Rassistische Konzeptionen wie sie von der NPD et al. vertreten werden, haben sich schon in Dänemark, Frankreich, Italien, Österreich etc. als zugkräftig erwiesen. Restriktive Zuwanderungs- und Asylpolitik, Beschränkung der Sozialleistungen auf deutsche StaatsbürgerInnen und Rückführung von "Ausländern" – das, was hier an "Krisenlösung" angeboten wird, ist einfach und dumm, aber nicht ohne Attraktivität, weil sich die etablierten Parteien damit nicht auseinandersetzen bzw. bestimmte Teilaspekte sogar in ihre Politik übernehmen.

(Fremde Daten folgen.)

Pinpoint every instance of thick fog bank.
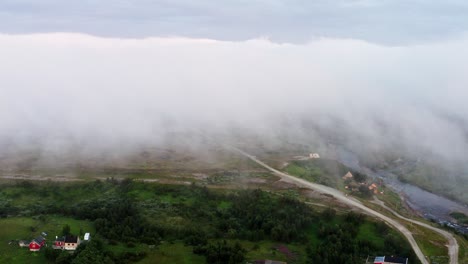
[0,33,468,168]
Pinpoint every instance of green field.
[0,179,412,264]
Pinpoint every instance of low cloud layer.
[0,0,468,45]
[0,33,468,165]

Ob der NPD der Spagat zwischen aggressiv-neonazistischer und deutschnationaler Partei gelingt, bleibt offen. "Die NPD ist militant – und verbirgt das nur kurzzeitig, wenn es opportun erscheint... Sie ist jung, gut organisiert, und ihre wenig präsentablen Führungsfiguren treten als ›Kümmerer‹ auf, die sich der Alltagssorgen annehmen: Erst kommt ihr Protest gegen die Strompreiserhöhung, die braune Soße kommt hinterher." (Prantl) Derzeit ist eine vergleichbare Entwicklung hin zu einer parteipolitisch gebundenen rechtspopulistischen/-extremen Sammlungsbewegung wie z.B. in Dänemark oder Italien noch nicht in Sicht.

Was tun?

Vorurteilsstrukturen und Ohnmachtsgefühle entwickeln sich im Kontext von gesellschaftlichen Krisenprozessen, die in ihren Ursachen unbegriffen bleiben. Gesellschaftlicher Wandel wird zu einem unvermeidlichen und quasi natürlichen Prozess, dem die Menschen ausgesetzt sind und den auch Politik nicht mehr entscheidend beeinflussen kann.

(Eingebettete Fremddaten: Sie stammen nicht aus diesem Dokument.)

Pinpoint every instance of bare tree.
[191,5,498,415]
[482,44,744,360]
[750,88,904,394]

Im Zentrum linker Gegenstrategien steht deshalb die Aufklärung über die gesellschaftlichen Ursachen dieser Fehlentwicklungen mit dem Fokus auf die Verteilungsfrage. Und – daraus folgend: Es gibt sehr wohl gesellschaftliche Alternativen. Dazu bedarf es eines radikalen Politikwechsels. Unsere Botschaft muss sein: Über eine Demokratisierung von Wirtschaft und Gesellschaft kann sozialer Wandel gestaltet und soziale Sicherheit hergestellt werden und so dem sozialen und ethnischen Ausgrenzungsdiskurs der Garaus gemacht werden Die Aufklärung darüber muss populär sein, ohne in falsche Vereinfachungen gesellschaftlicher Sachverhalte zu verfallen.

Gleichzeitig gilt es den rechtsextremen oder auch rechtspopulistischen Partei aktiv entgegenzutreten, und in der Öffentlichkeit deutlich zu machen, dass alte oder neue Rechte über keine Zukunftslösungen verfügen und eine Gefahr für die Demokratie darstellen.

Wenn es uns allerdings nicht gelingt, durch gesellschaftliche Mobilisierung einen Politikwechsel und eine Erneuerung der politischen Kultur herbeizuführen und das Projekt Neue Linke vernünftig zu Ende zu bringen, werden wir – wie schon unsere europäischen Nachbarländer – erleben, dass rassistische Parteien in Regierungskoalitionen aufrücken.

Bernhard Müller ist Redakteur von Sozialismus.